None of these benefit cut options would reduce future Federal spending by nearly as much as the fundamental, structural entitlement reforms discussed below. Moreover, these benefit cut options are all deeply unpopular, as are the tax increases, making the political feasibility of this entire reform approach doubtful. Most importantly, the great political unpopularity of the benefit cut options means none of them will ever be adopted without compromising with Big Government liberals for a tax increase, a huge tax increase. Enacting any of these benefit cuts would require bringing almost everyone in Washington along for political cover in a Grand Compromise including stiff tax increases as well as the benefit cuts.
Indeed, at the event at the National Press Club where the paper was released, Rudolph Penner explained more clearly the thinking of the 16 co-authors. He said that he hoped that the proposed budget process reforms "would lead to the kind of outcome preferred by this committee [the 16 co-authors] -- the 1990 budget deal." That was the deal where President George H.W. Bush broke his "Read my lips, no new taxes" pledge, which led to his defeat in 1992. That budget deal included a massive tax increase in return for spending reductions, which were soon erased in later budget years. The budget deficit, in fact, increased after that deal.

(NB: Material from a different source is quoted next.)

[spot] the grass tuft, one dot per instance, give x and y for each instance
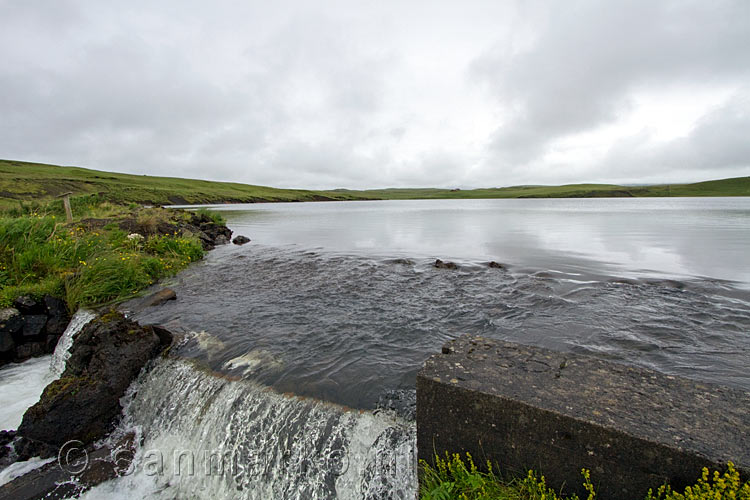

Even though another huge tax increase was enacted in 1993, the long string of budget deficits were actually not eliminated until Republican Congressional majorities were elected in 1994. President Clinton's budget proposal in January 1995 projected annual budget deficits continuing at about $200 billion for the next 10 years. The Gingrich led Congress cut taxes on savings and capital investment, producing an economic boom. Then they held down the growth of Federal spending, which along with robust revenues produced by the growing economy, turned the $200 billion annual deficits into $200 billion annual surpluses.
Another co-author of the paper, Ron Haskins of the Brookings
Institution, published a commentary in the Washington
Times on April 7, along with former Congressman Bill Frenzel,
that further explained the thinking of the 16 co-authors. Haskins
and Frenzel explained the proposal of the gang of 16 as
follows:
Specifically, they proposed that: (1) Congress and the President enact 30 year budgets for Social Security, Medicare, and Medicaid; (2) Congress review the budgets every five years; and (3) automatic program cuts or revenue increases be triggered if projected spending exceeds the budget.
The second effect of the trigger proposal will then kick in. Congress and the President will realize they cannot achieve a 30-year sustainable budget for Social Security, Medicare and Medicaid by simply reducing benefits. Rather, the solution will require a combination of benefit cuts and revenue increases.
Entitlement Reform Without Tax Increases
To achieve successful, positive, entitlement reform, again we must
think outside the box of our current entitlement programs, and
promote reforms that thoroughly restructure and modernize these
programs, rather than packages of tax increases and benefit cuts.
The key is to bring in much greater roles for highly productive
modern capital and labor markets to serve the goals of these
programs. Reformers have to recognize that voters are going to
insist upon sturdy safety nets remaining in place. But with
positive, pro-growth, structural reforms and the broad benefits of
capital and labor markets, we could maintain such safety nets and
actually serve the beneficiaries and the social goals of these
programs far better, with far less in government spending.
Those reforms would consequently not only be politically feasible, but potentially quite popular. This is where conservatives and free market advocates should be focusing their energies.